Lamar’s metamorphosis throughout the album was significant, not just as the spiritual journey of a man but as a Black man in the display of a gritty, West Coast tale. The epic is a visceral, riveting story that combines small pieces of conscious, street-smart, historical and mainstream aspects to deliver a complete puzzle to listeners. Its production brought together the likes of progressive artists young and old, as well as jazz and funk to create a jubilee of Black sound that fit perfectly into the record’s theme. The timing of the record was more than perfect, dropping at a critical moment in America when Black lives seemed to be at stake more than ever during the Obama presidency. Uplifting anthems such as “Alright” or “i” served as reassurance that better days are ahead if self-love and unity are pursued throughout the Black community, while poignant songs such as  “Complexion (A Zulu Love),” a piece on colorism, or “u” make listeners want to indulge in deep moments of self-reflection.

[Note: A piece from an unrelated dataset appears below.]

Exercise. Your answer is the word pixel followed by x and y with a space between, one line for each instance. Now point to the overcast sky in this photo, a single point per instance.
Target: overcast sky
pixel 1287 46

 Although I was only 11 years old upon TPAB’s release and didn’t listen to the album in its entirety years later, it struck a chord that still resonates within me. The album cover alone: a monochrome photo of grinning young Black men holding handfuls of cash on a backdrop of the White House Lawn made me feel empowered; it was like a spot on depiction of what Black folks felt at the time when the impossible became possible. “I am my ancestor’s wildest dreams,” manifested through storytelling and music. This is one of those albums that makes me proud to be Black, even as we consistently fight to not become another statistic. When the odds of you making it in a world are small, when the bodies of Black men are left dead in the streets because of assumption, when the news reports say that the main people affected by a virus look just like you and might become you, we still say, “We gon’ be alright!”